Riot Headline The Best Books of 2024
Fiction

Getting Married with The Great Gatsby

Rebecca Joines Schinsky

Chief of Staff

Rebecca Joines Schinsky is the executive director of product and ecommerce at Riot New Media Group. She co-hosts All the Books! and the Book Riot Podcast. Follow her on Twitter: @rebeccaschinsky.

When you worship in the house of literature, it’s not ancient scrolls, but books, that are your sacred texts. I don’t mean to speak for anyone else; it’s books that are my sacred texts. The cornerstones of my identity, books are my roots, my north star, my lens for making the world make sense. To me, a library is as holy as a church–indeed, my wedding was in a library–and I find it just as magical to be surrounded by the artists, poets, and dreamers as by the saints, apostles, and angels.

So when the time came, about five years ago, to select passages to be shared at my wedding, I looked not to religious works but to my reading. I picked a quote from Marilynne Robinson’s Gilead to adorn the bookmarks we placed at each seat (come on, it’s a library wedding, you knew there were going to be bookmarks): “Love is holy because it is like grace–the worthiness of its object is never really what matters.” I’ve read and recited and held this in my heart for so long that it’s a part of me, a fundamental piece of how I think about and experience love.

The first reading was a selection from Rilke, which includes the as-perfect-as-it-gets “a good marriage is one in which each partner appoints the other to be the guardian of his solitude” (can I get an “amen” from the introverts in the crowd?) and reminds us that “even between the closest people infinite distances exist.” It’s not about becoming one, but being two, together. Yes. This.

And then there was Gatsby, a passage chosen for us by a dear friend who understood not only the romance and magic of love but the challenges and sacrifices as well.

One autumn night, five years before, they had been walking down the street when the leaves were falling, and they came to a place where there were no trees and the sidewalk was white with moonlight. They stopped here and turned toward each other. Now it was a cool night with that mysterious excitement in it which comes at the two changes of the year. The quiet lights in the houses were humming out into the darkness and there was a stir and bustle among the stars. Out of the corner of his eye Gatsby saw that the blocks of the sidewalk really formed a ladder and mounted to a secret place above the trees–he could climb to it, if he climbed alone, and once there he could suck on the pap of life, gulp down the incomparable milk of wonder.

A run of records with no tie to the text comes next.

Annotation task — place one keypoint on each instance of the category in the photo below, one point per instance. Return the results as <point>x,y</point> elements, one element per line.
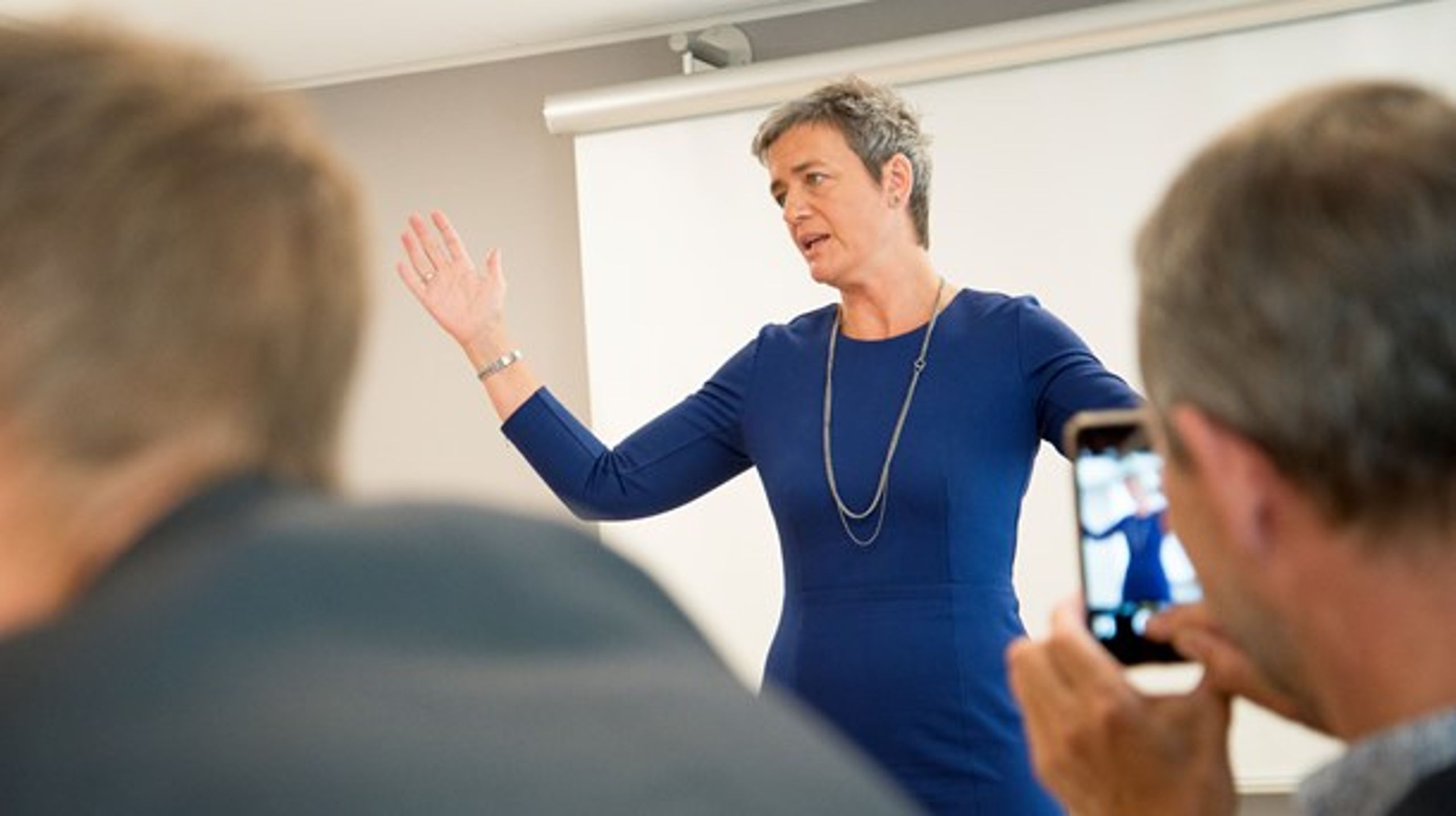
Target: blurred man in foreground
<point>1298,332</point>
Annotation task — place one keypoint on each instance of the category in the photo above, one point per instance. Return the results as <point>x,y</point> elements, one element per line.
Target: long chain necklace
<point>845,512</point>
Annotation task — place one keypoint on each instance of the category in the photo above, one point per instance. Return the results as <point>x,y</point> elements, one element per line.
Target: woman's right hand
<point>469,304</point>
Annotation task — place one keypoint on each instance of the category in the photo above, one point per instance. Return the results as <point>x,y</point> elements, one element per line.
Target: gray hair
<point>1299,284</point>
<point>875,123</point>
<point>180,252</point>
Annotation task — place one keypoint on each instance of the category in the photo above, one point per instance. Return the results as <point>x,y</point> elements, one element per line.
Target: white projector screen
<point>1041,178</point>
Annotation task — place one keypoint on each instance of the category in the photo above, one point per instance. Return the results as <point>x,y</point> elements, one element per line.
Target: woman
<point>897,579</point>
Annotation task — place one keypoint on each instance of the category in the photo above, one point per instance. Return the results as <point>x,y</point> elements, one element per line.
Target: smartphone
<point>1132,562</point>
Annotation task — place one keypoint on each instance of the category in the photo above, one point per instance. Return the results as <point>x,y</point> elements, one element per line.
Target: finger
<point>1229,669</point>
<point>453,243</point>
<point>437,255</point>
<point>411,280</point>
<point>1167,624</point>
<point>419,259</point>
<point>1040,691</point>
<point>1082,661</point>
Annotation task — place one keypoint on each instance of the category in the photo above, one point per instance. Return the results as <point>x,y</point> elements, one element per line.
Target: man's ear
<point>1236,478</point>
<point>897,179</point>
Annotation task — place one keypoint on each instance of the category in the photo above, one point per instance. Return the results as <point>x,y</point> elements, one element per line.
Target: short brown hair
<point>1299,284</point>
<point>177,248</point>
<point>875,121</point>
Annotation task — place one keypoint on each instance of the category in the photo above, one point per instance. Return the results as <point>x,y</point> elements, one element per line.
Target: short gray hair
<point>178,251</point>
<point>1299,284</point>
<point>875,121</point>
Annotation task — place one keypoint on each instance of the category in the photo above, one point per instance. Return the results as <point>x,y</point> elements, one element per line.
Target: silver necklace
<point>845,512</point>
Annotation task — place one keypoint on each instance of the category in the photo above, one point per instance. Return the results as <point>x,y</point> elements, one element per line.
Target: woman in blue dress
<point>895,436</point>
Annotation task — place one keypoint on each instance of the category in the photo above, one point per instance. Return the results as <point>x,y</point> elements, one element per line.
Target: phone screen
<point>1133,565</point>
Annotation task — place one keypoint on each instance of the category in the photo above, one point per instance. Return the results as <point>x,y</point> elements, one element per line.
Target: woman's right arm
<point>468,303</point>
<point>675,459</point>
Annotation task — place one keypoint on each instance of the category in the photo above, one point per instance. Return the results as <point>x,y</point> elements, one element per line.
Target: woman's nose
<point>794,210</point>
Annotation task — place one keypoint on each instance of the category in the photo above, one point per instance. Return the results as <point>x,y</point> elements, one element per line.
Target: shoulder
<point>449,556</point>
<point>812,325</point>
<point>1433,796</point>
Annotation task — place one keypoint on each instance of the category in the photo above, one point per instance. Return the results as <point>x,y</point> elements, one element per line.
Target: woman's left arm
<point>1060,373</point>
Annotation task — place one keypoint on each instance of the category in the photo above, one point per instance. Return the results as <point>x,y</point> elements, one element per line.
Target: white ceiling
<point>303,43</point>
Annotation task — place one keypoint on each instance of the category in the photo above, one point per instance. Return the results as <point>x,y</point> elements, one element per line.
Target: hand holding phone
<point>1132,564</point>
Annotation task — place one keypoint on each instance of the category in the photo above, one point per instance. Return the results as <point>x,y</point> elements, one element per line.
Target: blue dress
<point>900,645</point>
<point>1145,579</point>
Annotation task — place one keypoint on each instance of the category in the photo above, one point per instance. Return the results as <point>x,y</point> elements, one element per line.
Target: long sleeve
<point>1062,376</point>
<point>682,454</point>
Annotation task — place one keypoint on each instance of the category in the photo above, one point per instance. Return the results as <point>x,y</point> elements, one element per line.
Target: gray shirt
<point>1378,771</point>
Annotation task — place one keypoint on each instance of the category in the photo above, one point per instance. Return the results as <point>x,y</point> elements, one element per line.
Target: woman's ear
<point>897,179</point>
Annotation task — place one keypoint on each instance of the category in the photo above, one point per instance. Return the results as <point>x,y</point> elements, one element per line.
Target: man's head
<point>1298,334</point>
<point>1299,285</point>
<point>180,255</point>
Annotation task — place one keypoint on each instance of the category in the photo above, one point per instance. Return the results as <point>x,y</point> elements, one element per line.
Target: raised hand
<point>468,303</point>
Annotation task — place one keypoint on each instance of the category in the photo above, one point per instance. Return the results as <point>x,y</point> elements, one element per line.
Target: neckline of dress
<point>911,334</point>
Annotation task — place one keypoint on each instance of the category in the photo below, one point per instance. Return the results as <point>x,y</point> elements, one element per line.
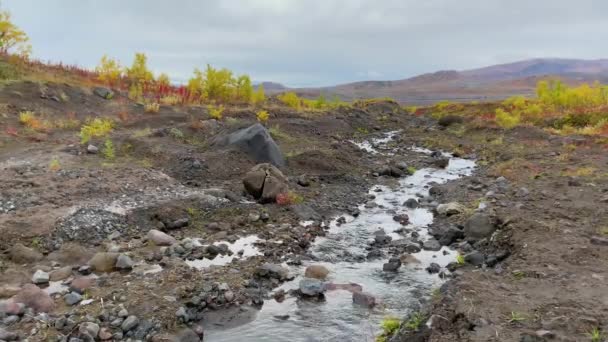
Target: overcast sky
<point>313,42</point>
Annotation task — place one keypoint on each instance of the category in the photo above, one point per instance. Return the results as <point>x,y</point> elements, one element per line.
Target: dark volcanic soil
<point>60,205</point>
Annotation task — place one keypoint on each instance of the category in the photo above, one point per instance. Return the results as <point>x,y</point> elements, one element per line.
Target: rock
<point>129,323</point>
<point>265,182</point>
<point>275,271</point>
<point>6,335</point>
<point>21,254</point>
<point>104,93</point>
<point>364,299</point>
<point>124,262</point>
<point>311,287</point>
<point>316,272</point>
<point>105,334</point>
<point>433,268</point>
<point>257,143</point>
<point>92,149</point>
<point>431,245</point>
<point>103,261</point>
<point>441,163</point>
<point>40,277</point>
<point>88,328</point>
<point>409,259</point>
<point>392,265</point>
<point>161,239</point>
<point>72,298</point>
<point>10,307</point>
<point>478,226</point>
<point>80,284</point>
<point>474,258</point>
<point>449,209</point>
<point>411,203</point>
<point>61,273</point>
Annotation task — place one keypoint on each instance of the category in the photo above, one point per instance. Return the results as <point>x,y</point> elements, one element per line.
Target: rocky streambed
<point>379,262</point>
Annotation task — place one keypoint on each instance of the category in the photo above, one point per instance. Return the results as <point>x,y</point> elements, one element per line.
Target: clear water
<point>337,319</point>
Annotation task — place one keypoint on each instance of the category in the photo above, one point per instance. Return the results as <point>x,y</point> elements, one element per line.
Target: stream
<point>342,251</point>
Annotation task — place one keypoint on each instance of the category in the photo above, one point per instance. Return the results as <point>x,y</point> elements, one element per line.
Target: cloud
<point>314,42</point>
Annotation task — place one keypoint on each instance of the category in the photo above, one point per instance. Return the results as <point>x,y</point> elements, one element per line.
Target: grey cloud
<point>314,42</point>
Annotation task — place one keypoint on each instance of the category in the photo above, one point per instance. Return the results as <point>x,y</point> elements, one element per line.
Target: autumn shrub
<point>262,116</point>
<point>96,128</point>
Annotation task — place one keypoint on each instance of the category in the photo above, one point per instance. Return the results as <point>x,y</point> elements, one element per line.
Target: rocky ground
<point>100,249</point>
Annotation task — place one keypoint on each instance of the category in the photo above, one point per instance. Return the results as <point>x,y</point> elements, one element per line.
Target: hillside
<point>487,83</point>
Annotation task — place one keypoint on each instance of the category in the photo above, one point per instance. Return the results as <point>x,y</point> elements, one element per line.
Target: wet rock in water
<point>124,262</point>
<point>478,226</point>
<point>433,268</point>
<point>449,209</point>
<point>474,258</point>
<point>21,254</point>
<point>311,287</point>
<point>103,261</point>
<point>411,203</point>
<point>160,239</point>
<point>392,265</point>
<point>6,335</point>
<point>257,143</point>
<point>402,219</point>
<point>409,259</point>
<point>441,163</point>
<point>60,273</point>
<point>265,182</point>
<point>431,245</point>
<point>72,298</point>
<point>129,323</point>
<point>275,271</point>
<point>364,299</point>
<point>34,297</point>
<point>40,277</point>
<point>104,93</point>
<point>316,272</point>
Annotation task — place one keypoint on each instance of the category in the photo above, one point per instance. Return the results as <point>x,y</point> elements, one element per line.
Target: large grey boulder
<point>265,182</point>
<point>257,143</point>
<point>479,226</point>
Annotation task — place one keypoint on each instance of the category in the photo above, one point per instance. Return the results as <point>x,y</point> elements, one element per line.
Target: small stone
<point>72,298</point>
<point>40,277</point>
<point>129,323</point>
<point>124,262</point>
<point>316,272</point>
<point>364,299</point>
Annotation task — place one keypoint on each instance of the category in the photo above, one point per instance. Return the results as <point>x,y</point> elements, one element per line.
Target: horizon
<point>269,41</point>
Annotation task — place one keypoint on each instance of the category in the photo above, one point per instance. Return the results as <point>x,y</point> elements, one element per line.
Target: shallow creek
<point>398,293</point>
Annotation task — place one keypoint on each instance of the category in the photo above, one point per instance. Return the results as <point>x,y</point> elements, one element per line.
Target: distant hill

His heart beat faster and faster as Daisy’s white face came up to his own. He knew that when he kissed this girl, and forever wed his unutterable visions to her perishable breath, his mind would never romp again like the mind of God. So he waited, listening for a moment longer to the tuning fork that had been struck upon a star. Then he kissed her. At his lips’ touch she blossomed for him like a flower and the incarnation was complete.

All of these selections mean more than I can express, and I revisit them often. But there’s just something about the Gatsby that really sticks. And sometimes when we walk together on crisp fall evenings or scurry through a city hand-in-hand, remembering the years we spent in Chicago when we first met, I think of this passage, and if I squint my eyes just right, I can almost see the sidewalk turning into a ladder. And this one’s built for two.